Vortrag:“Missmut, Agitation und Social Media“

Zwischen Hashtags, vergoldeten Steaks und fiktiver Gewalt an Katzen entfalten sich in Sozialen Netzwerken schnell Empörungswellen, die sich (scheinbar unkontrolliert) von ‚Empörungsrinnsalen‘ zu handfesten ‚Tsunamis der Wut‘ auswachsen. Social Media böten „Räume des exzessiven Streits“, so der Medienwissenschaftler Rupert Gaderer (RUB), der am 15. Januar in der KWI-Reihe „Kleine Gefühle“ über „Missmut, Agitation und Social Media“ referierte.

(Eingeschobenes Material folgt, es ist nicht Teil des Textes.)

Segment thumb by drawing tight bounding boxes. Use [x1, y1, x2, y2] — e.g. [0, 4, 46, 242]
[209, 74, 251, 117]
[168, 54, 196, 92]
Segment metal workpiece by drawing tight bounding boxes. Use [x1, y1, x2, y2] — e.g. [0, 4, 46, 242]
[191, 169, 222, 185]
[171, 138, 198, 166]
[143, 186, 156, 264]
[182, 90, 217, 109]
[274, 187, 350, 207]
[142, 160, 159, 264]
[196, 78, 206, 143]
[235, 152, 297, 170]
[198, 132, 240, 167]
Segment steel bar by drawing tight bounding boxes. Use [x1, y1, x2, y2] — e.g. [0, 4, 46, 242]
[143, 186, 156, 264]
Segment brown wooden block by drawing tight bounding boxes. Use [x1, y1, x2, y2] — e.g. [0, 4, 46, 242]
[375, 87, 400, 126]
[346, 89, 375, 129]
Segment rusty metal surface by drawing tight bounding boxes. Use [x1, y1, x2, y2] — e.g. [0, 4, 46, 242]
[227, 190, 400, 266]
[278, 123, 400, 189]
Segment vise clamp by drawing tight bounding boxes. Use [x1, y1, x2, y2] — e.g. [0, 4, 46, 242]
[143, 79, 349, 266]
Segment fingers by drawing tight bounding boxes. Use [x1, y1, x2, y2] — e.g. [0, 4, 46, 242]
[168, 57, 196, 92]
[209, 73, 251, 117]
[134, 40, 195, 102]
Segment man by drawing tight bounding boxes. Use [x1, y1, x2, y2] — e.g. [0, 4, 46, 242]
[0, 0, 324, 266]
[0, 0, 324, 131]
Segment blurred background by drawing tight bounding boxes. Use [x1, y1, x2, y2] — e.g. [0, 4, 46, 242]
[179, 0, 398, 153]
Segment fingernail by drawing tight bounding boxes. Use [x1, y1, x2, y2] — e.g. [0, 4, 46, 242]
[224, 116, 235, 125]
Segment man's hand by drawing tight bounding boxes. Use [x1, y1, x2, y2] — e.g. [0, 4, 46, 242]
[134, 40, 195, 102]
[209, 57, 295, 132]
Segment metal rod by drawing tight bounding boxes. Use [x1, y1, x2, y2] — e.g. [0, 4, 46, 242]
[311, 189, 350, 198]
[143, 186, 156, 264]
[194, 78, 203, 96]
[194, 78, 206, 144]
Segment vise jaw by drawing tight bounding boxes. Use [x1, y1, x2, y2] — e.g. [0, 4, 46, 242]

Die Kulturtechnik des öffentlichen Beschämens habe eine lange Tradition in der westlichen Kulturgeschichte. Doch während im 13. Jahrhundert Menschen physisch und buchstäblich an den Pranger gestellt wurden, verlagere sich der sprichwörtliche Pranger im 21. Jahrhundert in digitale Räume. Diese seien der optimale Nährboden für die Verbreitung von Behauptungen und Verschwörungstheorien, die sich rasant zu Shitstorms entwickelten, so Gaderer – denn der Reiz des Skandalösen sei stark.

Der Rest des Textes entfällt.